Centuries. He must have been falling for centuries. The faces of his loved ones, his ma, his da, his gran, Bucky, Peggy…everyone flying by at light speed as he tumbled towards what he prayed was a quick demise.

Yet, as he saw an end, he grappled for the edge, searched and flailed to find anything to stop it, anything to live just one more time.

"This guy's alive!" he heard a voice echoing through the chambers of a mind he thought to be in Purgatory or Hell. Was it supposed to be a joke? It was a cruel one if so.

His hand caught something. It was sharp, and it felt unnatural. It was his ledge, found moments before the end of that dark tunnel.

Was it another blessing that would turn into a curse?

Maybe a forward curse would be better.

Or maybe he was finally dead. He'd worked his way out of Purgatory and into Heaven.

Yes, it must have been Heaven. Heaven was warm and soft. Heaven smelled of lemons and fresh linen. Without opening his eyes he could feel the light dance across it, he could feel the warm wind across new flesh. He could hear an angelic choir…


Was it..?

And he runs for the second base! Will he make it? He's SAFE!

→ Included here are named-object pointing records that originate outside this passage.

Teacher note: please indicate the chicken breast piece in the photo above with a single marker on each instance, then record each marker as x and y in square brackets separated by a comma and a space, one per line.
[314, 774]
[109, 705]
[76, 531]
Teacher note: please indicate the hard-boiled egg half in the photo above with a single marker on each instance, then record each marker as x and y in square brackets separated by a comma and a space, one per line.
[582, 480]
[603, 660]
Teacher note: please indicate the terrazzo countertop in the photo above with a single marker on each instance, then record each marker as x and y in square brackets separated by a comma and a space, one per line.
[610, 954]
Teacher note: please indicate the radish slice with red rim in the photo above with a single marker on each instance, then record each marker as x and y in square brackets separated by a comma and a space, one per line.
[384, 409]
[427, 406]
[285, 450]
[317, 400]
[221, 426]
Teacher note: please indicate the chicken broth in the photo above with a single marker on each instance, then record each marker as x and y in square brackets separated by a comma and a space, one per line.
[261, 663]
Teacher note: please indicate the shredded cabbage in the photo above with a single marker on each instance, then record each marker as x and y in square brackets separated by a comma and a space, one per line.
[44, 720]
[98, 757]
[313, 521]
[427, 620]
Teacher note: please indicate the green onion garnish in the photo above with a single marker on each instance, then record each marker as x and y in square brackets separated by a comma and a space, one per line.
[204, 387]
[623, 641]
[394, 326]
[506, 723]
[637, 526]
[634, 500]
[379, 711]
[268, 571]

It couldn't be…another memory?

His eyelids fluttered open, an action which signified his being dead in his mind. It was something he'd not been able to do before…yet Heaven didn't look like he'd planned it to.

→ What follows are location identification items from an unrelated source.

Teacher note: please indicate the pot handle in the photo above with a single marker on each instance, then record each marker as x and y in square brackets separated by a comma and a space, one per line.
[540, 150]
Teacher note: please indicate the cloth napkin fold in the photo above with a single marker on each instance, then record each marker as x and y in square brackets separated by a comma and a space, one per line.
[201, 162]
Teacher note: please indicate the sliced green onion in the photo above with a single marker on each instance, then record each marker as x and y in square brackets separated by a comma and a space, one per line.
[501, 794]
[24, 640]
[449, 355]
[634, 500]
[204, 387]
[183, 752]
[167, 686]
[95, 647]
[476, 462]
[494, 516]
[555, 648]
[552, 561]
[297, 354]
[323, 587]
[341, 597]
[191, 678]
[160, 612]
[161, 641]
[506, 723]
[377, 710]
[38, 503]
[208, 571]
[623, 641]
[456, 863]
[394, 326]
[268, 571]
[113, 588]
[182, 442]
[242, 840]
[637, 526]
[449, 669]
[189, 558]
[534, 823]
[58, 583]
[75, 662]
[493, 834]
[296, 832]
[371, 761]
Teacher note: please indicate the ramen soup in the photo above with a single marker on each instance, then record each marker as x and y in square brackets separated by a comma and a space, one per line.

"Good Morning. Or should I say, afternoon." He looked up, and his mind reeled with the visage of a woman who looked so much like the one woman he'd kept close in his heart. He glanced around the room, finding a radio broadcasting the game.

Alright, so this wasn't a memory. He would be sitting beside Bucky right now if it were one.

"Where am I?"

"You're in a recovery room in New York City." He didn't believe a word she said. Unfortunately, he was also getting the feeling that he was far from dead. He remembered what happened, and there was just no recovering from that.

"Where am I really?" He wasn't going to ask her again to explain. He needed answers that she wasn't giving him.

"I'm afraid I don't understand."

He hardly let her finish before continuing. "The game, it's from May, nineteen forty-one. I know because I was there." He couldn't take it anymore. He needed a way out…a way which was provided for in a moments notice.

"Captain Rogers?" He heard her muse.

"Who are you?" He asked, almost pleading.

He never found out. She made way for two men, both of whom he knocked through a wall, which ended up being his escape route. He didn't trust these people. Had he been captured by the Germans? Was this a little game of theirs? He didn't know, so he ran, and he didn't stop running.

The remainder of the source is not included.